Over the holiday break I finally got around to reading Peter Drahos’ 2021 book 'Survival Governance: Energy and Climate in the Chinese Century. The Constitutionalizing in the Anthropocene research community at Tilburg Law School had invited Peter to present the book last year at a faculty seminar. After an engaging discussion about its opening chapters, I was intrigued to read the rest of the book.

In Survival Governance, Drahos puts forward a controversial thesis: China - not the European Union, or the United States, or India - is the state best positioned to lead an energy transition that will keep global warming under 2 degrees Celsius. In this political economy and international relations analysis, Drahos focuses on how states are likely to respond to the ‘geo-energy trilemma’ - the trio of pressures states face “to improve competitiveness in the global economy, to increase their climate mitigation efforts, and to maintain energy security for their military and industries” (p 8). Furthermore, he describes the impending energy transition as an emergent ‘bio-digital energy paradigm’ which will rely on scientific innovations in both biology and digital technology fronts (Chapter 3). Importantly, those technologies will need to offer substantial ruptures from ‘business as usual’ practices, rather than incremental developments. They will also need to be quickly standardized and globally distributed at a cost that is affordable for developing countries.

From these perspectives, Drahos emphases the importance of China’s 5 year planning cycles (Chapter 7) - which have been driving national policy developments since 1953 - along with the opportunities of experimental urban governance in China’s rapidly growing cities (Chapter 8). China’s Hydrogen Cities, Smart Cities, and Circular Economy Cities, among many other experimental urban prototypes, offer the incentives and opportunities for climate neutral energy technologies and infrastructures to be developed, tested and replicated for further use. China’s Belt and Road Initiative could then be used to transfer these technologies around the world.

A large state capable of creating new circuits of capital accumulation is a less improbable source of the required scale of exogenous shock than globally orchestrated civil disobedience.
— Peter Drahos, Survival Governance (p 7)

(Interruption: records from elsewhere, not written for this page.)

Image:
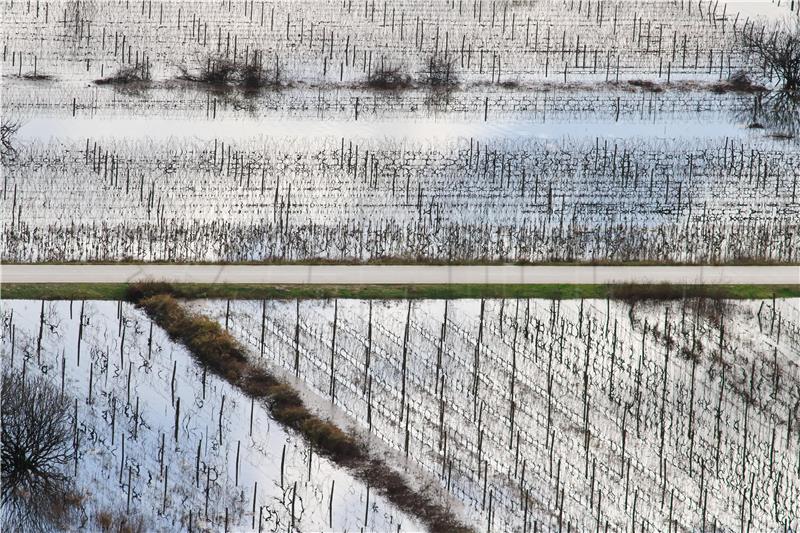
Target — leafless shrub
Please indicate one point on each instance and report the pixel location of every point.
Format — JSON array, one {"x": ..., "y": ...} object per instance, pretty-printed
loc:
[
  {"x": 441, "y": 73},
  {"x": 778, "y": 48},
  {"x": 127, "y": 75},
  {"x": 389, "y": 78},
  {"x": 222, "y": 72},
  {"x": 739, "y": 82},
  {"x": 8, "y": 128},
  {"x": 37, "y": 436}
]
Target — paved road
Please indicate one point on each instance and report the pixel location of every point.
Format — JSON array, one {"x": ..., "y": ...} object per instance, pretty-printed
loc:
[{"x": 401, "y": 275}]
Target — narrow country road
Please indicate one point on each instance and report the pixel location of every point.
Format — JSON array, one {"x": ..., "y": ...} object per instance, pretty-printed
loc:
[{"x": 401, "y": 274}]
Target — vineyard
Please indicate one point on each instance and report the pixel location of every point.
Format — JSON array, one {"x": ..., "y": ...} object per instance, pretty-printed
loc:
[
  {"x": 415, "y": 133},
  {"x": 255, "y": 131},
  {"x": 563, "y": 414},
  {"x": 162, "y": 445}
]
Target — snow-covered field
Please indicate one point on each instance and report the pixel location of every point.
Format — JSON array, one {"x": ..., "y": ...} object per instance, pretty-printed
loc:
[
  {"x": 575, "y": 414},
  {"x": 225, "y": 457},
  {"x": 579, "y": 130}
]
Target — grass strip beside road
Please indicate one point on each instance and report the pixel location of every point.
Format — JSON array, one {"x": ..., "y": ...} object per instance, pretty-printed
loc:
[{"x": 630, "y": 292}]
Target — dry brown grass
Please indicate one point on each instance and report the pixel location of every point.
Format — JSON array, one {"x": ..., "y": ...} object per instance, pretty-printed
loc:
[{"x": 215, "y": 348}]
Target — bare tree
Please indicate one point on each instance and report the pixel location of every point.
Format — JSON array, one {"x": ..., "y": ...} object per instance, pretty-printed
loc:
[
  {"x": 778, "y": 48},
  {"x": 37, "y": 442},
  {"x": 8, "y": 128},
  {"x": 441, "y": 73}
]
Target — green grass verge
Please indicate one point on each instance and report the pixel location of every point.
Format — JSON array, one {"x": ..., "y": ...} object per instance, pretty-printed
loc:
[{"x": 119, "y": 291}]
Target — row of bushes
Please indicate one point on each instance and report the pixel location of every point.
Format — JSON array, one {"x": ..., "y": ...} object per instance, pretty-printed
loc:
[
  {"x": 218, "y": 351},
  {"x": 215, "y": 348},
  {"x": 223, "y": 72}
]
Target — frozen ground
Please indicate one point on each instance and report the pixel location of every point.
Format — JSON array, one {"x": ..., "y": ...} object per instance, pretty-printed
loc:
[
  {"x": 130, "y": 382},
  {"x": 557, "y": 415}
]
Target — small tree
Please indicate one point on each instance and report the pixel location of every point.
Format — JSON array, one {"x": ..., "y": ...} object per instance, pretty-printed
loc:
[
  {"x": 441, "y": 73},
  {"x": 37, "y": 436},
  {"x": 778, "y": 48}
]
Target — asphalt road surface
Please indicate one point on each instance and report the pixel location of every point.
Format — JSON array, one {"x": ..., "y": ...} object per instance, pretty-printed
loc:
[{"x": 401, "y": 274}]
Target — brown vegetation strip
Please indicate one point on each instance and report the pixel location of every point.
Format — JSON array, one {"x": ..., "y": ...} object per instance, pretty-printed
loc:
[{"x": 216, "y": 349}]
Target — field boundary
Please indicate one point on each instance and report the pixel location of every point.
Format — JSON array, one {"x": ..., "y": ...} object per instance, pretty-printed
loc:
[
  {"x": 216, "y": 349},
  {"x": 402, "y": 274},
  {"x": 250, "y": 291}
]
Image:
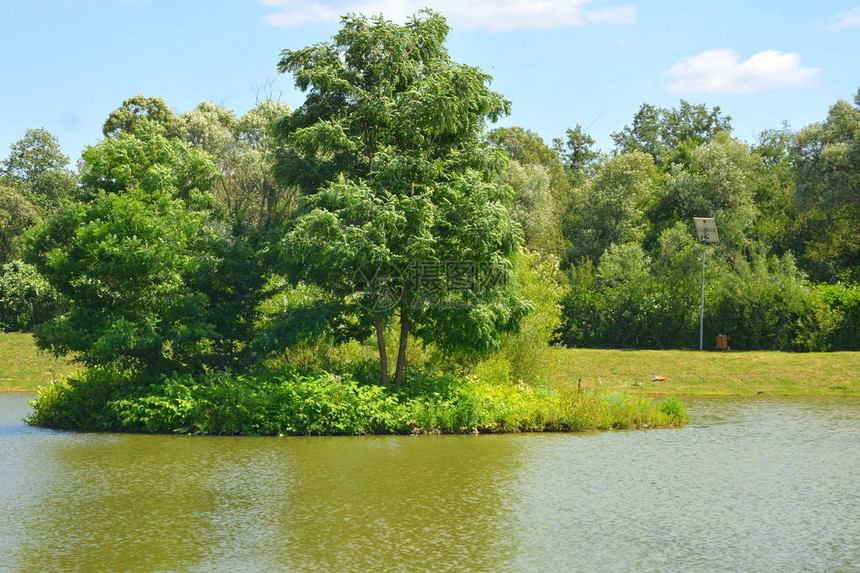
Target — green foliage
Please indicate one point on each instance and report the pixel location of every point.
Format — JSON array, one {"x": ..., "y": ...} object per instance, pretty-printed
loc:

Drahos’ account is compelling and nuanced, offering a sober prospect of how an ambitious global energy transition may occur, but no guarantees that it will. However, I kept returning to a considerable shortcoming in the analysis - the monolithic depiction of states as entities distinct from their respective civil societies. In the opening pages, Drahos dismisses the potential role of litigation - comparing climate litigation to its precursor in tobacco litigation - in creating the ‘exogenous shock’ necessary for a rapid energy transition.

“Courts collectively around the world will likely take many decades to sort out issues of liability. We do not have decades. In any case, it is not as if litigation has put the tobacco industry out of business. We need to extinguish the fossil fuel industry, rather than obtaining a settlement from its rich members” (p 6).

Likewise, he argues that ‘a large state’ is the more likely initiator of profound change rather than global social movements. My qualm here is with the juxtaposition of the two rather than Drahos’ conclusion. In my view national civil societies, transnational social movements, and their legal mobilizations against public and powerful private actors are essential factors for understanding when and how states take mitigation measures, including in China. While the author’s analysis that China will lead the energy transition may be correct, I would contend that a complete explanation of that process would have to include the important legal actions taken up by environmentalist groups and climate activists in China and elsewhere that applied pressure against public authorities and private actors.

Despite this shortcoming, I would certainly recommend Survival Governance to anyone who is interested in the politics, technologies and markets of the impending energy transition.